There's a riveting, impactful and action-packed new version of the Robin Hood legend coming to screens next month with the upcoming series, Robyn Hood, created by the infamous Director X.
Fans at Toronto's Fan Expo Canada got an advanced screening of the Global and Stack TV show's first episode, set to premiere on Sept. 27.
The first episode alone is one of the most fast-paced, emotional and comprehensive premieres you'll watch.
Robyn Hood stars Jessye Romeo as Robyn Loxley. She's part of the The Hood, a masked hip-hop group that makes viral videos online.
But as housing prices continue to skyrocket, Robyn's working-class community — including her mother — is incredibly concerned about the widening gap with the rich in New Nottingham. They're particularly against a rich developer, John Prince (Ian Matthews), who has the local sheriff tied around his finger. As tensions take a catastrophic turn, The Hood decides to fight back against the elite to support their community.
"I'm a real believer in coming out of the gate just fast and powerful, and just make sure you're hooking your audience," Toronto-based screenwriter Chris Roberts told Yahoo Canada about the show's powerful first episode. "You want to deliver those big story returns as much as you can.
"You want to get people excited. You want to get people invested in the characters and then make them just hooked on the show."
With creator Director X at the helm, the famed Canadian filmmaker who created some of the best music videos in history (including the video for Drake's "Hotline Bling"), that stylish visual storytelling is very much brought into Robyn Hood's visuals.
"We knew this was going to be a young adult show, we're moving very fast," Director X said. "Just even a level of production logistics, how fast we've got to move.
"But it definitely was not going to be a show [with] long, slow camera moves and slowly panning. We knew we weren't going to be doing that."
Moving away from stereotypes
Robyn Hood's cast praised both Director X and Roberts for their experience of collaboration on set.
"It was really cool because X and Chris, they gave us character profiles and they were really in depth," Toronto actor Nykeem Provo told Yahoo Canada. "You don't really get that with most projects.
"Then working with Chris, X and the writers, ... it's a collaborative effort. So they allowed us to play and we got to also improvise some lines and stuff like that. Like if something was working or wasn't working for us, they were super open to allowing us to play and find what worked, and I think for all of us, I think that was really cool."
That sense of freedom while on set resonated with other Robyn Hood actors, too.
"I didn't feel like I had to be word perfect and I think as an actor, it's always great when you have that kind of freedom, because you get to really embody your character and not stay so stuck to the lines," actor and model Idrissa Sanogo added. "You get to breathe it and that's pretty cool, when people give you that opportunity."
Toronto-based actor Ksenia Daniela Kharlamova also highlighted that when she read Robyn Hood's scripts, something that particularly stood out is how well-developed and non-stereotypical the full cast of characters are in the show.
"Once I started reading more of the scripts and especially when I auditioned, the characters were all so well-rounded and such individuals," Kharlamova said.
"They weren't stereotypes or ... just written there to forward the plot. They were all people who had interests and hopes and dreams, which I really enjoyed because you don't see that often.

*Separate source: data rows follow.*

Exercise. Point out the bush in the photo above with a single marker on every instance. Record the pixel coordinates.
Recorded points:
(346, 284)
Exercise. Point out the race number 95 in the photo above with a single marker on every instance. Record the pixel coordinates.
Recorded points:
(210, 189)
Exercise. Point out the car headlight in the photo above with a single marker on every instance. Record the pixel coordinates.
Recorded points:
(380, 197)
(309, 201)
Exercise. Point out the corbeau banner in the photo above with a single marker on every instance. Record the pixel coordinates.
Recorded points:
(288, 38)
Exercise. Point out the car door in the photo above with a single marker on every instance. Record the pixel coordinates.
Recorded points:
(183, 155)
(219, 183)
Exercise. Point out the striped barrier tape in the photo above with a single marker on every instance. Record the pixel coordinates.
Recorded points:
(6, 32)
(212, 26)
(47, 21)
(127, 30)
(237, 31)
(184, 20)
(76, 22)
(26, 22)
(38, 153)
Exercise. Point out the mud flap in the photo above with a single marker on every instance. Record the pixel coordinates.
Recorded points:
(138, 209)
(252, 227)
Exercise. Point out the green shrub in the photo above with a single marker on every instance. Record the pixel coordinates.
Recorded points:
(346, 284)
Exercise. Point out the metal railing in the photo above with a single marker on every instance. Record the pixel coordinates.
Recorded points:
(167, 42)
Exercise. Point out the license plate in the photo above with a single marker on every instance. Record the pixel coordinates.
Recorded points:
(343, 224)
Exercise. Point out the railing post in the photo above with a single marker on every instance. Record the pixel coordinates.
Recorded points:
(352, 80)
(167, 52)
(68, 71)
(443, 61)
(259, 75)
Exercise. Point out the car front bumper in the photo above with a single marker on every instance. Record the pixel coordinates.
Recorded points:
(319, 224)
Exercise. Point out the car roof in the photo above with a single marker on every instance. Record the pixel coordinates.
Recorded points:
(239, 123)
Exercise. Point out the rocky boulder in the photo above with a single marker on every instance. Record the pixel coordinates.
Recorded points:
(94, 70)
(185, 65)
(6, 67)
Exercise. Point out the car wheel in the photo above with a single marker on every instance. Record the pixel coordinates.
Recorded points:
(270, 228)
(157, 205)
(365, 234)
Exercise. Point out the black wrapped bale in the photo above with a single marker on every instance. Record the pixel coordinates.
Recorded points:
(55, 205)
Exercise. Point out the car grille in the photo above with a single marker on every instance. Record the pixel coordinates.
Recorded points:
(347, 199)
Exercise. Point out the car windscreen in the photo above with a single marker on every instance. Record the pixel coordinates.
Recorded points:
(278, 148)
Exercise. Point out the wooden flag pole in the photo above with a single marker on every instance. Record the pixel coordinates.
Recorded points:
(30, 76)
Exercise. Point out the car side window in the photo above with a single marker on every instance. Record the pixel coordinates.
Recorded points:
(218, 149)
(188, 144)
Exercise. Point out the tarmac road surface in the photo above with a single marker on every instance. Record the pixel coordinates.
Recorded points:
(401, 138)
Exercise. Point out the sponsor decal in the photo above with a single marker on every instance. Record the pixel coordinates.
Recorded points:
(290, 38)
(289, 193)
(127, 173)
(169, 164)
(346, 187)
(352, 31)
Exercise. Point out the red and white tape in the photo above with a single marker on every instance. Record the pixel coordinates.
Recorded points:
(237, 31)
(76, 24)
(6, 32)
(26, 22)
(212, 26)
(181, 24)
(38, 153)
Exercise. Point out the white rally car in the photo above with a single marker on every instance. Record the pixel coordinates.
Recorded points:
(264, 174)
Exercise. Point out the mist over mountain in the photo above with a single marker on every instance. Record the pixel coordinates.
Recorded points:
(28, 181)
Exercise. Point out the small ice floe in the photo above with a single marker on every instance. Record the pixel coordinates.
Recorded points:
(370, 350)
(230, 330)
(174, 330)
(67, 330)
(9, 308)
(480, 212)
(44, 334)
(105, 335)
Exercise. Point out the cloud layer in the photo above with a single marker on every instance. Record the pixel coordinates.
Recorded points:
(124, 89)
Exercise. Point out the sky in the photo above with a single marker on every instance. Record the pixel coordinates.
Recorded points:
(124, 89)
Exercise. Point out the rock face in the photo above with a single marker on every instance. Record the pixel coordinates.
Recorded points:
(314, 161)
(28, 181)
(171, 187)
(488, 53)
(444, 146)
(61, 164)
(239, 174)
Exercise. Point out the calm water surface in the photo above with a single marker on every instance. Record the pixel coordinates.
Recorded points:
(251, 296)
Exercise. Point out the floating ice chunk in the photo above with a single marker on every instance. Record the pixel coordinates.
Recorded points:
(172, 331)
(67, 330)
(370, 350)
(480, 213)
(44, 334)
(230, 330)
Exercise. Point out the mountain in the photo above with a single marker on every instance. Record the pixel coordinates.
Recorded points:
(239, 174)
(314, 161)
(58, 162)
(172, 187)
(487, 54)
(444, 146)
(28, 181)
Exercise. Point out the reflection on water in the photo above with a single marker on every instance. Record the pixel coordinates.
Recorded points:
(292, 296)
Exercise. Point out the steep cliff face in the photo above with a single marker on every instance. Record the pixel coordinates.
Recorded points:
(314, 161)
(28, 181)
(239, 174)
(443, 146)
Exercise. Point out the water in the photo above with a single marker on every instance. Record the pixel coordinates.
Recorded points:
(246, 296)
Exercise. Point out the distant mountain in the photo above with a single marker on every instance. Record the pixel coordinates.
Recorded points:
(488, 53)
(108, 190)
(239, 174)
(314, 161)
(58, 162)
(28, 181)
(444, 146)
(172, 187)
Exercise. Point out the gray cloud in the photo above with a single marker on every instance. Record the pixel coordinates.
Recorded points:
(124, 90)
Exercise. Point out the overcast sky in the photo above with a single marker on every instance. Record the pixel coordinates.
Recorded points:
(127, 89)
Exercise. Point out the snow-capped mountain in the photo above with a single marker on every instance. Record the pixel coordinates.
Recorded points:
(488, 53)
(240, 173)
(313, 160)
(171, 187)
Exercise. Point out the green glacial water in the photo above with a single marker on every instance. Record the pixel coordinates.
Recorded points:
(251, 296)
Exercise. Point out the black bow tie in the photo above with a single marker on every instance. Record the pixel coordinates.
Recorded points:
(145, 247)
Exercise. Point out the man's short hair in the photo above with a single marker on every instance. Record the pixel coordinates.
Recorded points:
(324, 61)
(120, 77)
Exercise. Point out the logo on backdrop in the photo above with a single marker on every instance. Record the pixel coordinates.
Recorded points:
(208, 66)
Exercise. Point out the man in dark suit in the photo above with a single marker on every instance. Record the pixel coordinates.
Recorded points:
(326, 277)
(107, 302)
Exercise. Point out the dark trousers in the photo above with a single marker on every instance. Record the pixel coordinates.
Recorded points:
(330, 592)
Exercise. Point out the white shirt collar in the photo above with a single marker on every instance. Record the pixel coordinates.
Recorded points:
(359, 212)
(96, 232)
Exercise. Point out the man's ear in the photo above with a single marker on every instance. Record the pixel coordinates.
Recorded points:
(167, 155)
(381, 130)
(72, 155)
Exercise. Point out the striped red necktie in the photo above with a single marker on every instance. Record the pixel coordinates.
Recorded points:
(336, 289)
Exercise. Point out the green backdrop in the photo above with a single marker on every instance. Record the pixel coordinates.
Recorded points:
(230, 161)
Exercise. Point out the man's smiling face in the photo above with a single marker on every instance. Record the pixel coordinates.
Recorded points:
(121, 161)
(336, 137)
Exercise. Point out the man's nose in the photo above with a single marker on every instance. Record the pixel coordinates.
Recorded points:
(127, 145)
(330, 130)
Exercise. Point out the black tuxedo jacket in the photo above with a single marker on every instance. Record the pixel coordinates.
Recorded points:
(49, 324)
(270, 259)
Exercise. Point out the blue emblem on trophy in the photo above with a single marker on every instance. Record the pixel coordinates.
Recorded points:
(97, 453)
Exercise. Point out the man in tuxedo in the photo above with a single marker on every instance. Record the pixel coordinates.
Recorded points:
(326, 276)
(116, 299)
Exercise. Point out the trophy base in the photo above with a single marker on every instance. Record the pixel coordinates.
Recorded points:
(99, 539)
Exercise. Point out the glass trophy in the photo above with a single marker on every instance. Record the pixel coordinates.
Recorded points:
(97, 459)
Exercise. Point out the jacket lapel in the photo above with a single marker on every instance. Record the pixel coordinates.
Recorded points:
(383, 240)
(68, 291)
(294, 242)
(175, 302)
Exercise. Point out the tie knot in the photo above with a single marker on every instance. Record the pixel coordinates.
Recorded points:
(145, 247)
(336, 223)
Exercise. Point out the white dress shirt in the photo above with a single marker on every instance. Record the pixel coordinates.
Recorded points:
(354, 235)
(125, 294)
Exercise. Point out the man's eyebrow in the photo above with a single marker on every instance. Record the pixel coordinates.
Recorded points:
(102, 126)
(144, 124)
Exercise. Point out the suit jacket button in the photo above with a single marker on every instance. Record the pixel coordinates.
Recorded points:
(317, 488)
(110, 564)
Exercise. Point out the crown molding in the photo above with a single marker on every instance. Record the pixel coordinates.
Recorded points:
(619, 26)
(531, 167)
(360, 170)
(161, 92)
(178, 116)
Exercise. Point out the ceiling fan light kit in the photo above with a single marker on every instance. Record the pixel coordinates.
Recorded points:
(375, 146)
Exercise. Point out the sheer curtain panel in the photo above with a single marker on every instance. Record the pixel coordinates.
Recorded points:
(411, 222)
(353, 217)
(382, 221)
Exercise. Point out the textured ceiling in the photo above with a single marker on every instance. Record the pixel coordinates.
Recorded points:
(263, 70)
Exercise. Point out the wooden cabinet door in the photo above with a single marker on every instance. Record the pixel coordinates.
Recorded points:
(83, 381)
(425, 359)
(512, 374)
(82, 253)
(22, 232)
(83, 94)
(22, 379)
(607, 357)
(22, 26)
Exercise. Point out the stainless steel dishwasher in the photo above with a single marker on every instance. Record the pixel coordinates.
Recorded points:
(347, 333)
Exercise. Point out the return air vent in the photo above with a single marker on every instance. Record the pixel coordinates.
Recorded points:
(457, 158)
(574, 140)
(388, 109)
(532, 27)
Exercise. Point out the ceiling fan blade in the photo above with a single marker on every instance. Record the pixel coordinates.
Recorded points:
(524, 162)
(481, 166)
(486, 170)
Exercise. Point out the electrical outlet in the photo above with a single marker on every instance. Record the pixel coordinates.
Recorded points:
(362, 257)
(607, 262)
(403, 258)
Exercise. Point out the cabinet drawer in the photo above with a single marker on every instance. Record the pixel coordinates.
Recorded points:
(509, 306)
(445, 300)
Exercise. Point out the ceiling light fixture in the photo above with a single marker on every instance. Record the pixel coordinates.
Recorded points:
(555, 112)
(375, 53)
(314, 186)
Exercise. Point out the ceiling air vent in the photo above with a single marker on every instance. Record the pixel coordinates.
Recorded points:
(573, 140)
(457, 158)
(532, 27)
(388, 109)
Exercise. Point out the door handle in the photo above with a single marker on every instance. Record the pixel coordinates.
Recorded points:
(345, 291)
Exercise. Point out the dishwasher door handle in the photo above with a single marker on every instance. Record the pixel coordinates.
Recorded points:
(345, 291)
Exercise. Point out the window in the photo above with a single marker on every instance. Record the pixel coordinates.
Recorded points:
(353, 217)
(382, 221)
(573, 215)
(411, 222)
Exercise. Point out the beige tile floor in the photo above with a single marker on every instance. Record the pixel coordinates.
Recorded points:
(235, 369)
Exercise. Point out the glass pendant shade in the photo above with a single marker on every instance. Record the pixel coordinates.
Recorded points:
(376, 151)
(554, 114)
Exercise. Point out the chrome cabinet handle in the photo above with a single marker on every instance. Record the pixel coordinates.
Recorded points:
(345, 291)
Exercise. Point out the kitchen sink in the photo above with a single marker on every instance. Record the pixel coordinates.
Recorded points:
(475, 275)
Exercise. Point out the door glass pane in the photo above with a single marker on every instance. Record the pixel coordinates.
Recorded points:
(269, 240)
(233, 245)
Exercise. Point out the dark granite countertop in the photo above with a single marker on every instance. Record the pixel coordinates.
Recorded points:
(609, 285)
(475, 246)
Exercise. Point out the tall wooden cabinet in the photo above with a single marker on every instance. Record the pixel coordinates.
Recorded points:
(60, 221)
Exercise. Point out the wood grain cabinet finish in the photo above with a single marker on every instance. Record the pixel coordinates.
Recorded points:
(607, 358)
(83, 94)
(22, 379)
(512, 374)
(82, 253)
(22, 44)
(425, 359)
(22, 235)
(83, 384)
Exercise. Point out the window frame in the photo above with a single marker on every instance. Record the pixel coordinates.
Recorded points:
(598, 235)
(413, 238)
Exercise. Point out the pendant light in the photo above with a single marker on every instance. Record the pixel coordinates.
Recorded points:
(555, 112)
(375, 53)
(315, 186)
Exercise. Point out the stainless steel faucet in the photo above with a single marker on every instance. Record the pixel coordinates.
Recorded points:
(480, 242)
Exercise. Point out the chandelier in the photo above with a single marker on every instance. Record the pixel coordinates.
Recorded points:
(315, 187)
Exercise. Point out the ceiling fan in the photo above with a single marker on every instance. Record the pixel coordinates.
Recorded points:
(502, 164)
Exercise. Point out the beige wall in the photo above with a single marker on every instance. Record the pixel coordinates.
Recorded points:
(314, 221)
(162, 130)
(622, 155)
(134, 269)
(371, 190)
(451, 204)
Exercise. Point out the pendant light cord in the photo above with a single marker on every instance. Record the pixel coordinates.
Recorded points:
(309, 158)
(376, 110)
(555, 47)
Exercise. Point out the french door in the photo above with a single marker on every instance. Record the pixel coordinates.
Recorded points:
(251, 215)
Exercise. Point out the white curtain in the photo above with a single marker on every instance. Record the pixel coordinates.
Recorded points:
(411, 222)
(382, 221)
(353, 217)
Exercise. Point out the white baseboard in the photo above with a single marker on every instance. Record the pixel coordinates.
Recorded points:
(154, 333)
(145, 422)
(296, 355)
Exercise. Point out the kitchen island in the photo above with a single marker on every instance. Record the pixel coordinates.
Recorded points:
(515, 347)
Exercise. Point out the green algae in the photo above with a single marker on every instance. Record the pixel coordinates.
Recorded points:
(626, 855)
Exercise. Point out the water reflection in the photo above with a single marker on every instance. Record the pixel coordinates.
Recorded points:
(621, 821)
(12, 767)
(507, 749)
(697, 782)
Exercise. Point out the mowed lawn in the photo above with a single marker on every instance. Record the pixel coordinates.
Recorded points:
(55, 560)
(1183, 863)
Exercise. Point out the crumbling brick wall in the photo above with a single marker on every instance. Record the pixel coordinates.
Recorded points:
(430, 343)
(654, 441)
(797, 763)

Especially with shorter series like we have."
Creating meaningful art
The story of Robin Hood always had political and social commentary, with the concept of stealing from the rich to give to the poor. In Robyn Hood, the series takes that notion and addresses very contemporary societal and political issues we see today.
"I'm a big believer in entertainment first, making sure the show is fun, making sure it's action-packed, drawing the audience in," Roberts said. "But I think for any piece of art to be truly meaningful and truly great, you have to be saying something with it.
"I think right now, this is the time for a show like this. ... People look around and they see the rich are getting pretty rich and the poor are getting pretty poor. Maybe it feels like we need to address that somehow. Maybe it feels like we need a new kind of hero, and to do that, we went back to the one of the oldest heroes, one of the most enduring legends of all time."
Director X added that there has been "some really great, strong storytelling," but there's always a correct balance within that art.
"I feel actually really blessed to come up and the type of sci-fi movies and comic books that we came in, where they could make a commentary but not beat you over the head with it," Director X said. "But at the same time, you were enjoying the visceral part of the whole thing.
"Now, a lot of entertainment leans a little too message-y and you see a lot of rejection of these things. So we went back to our roots and tried to make something that really speaks to that generation we're from."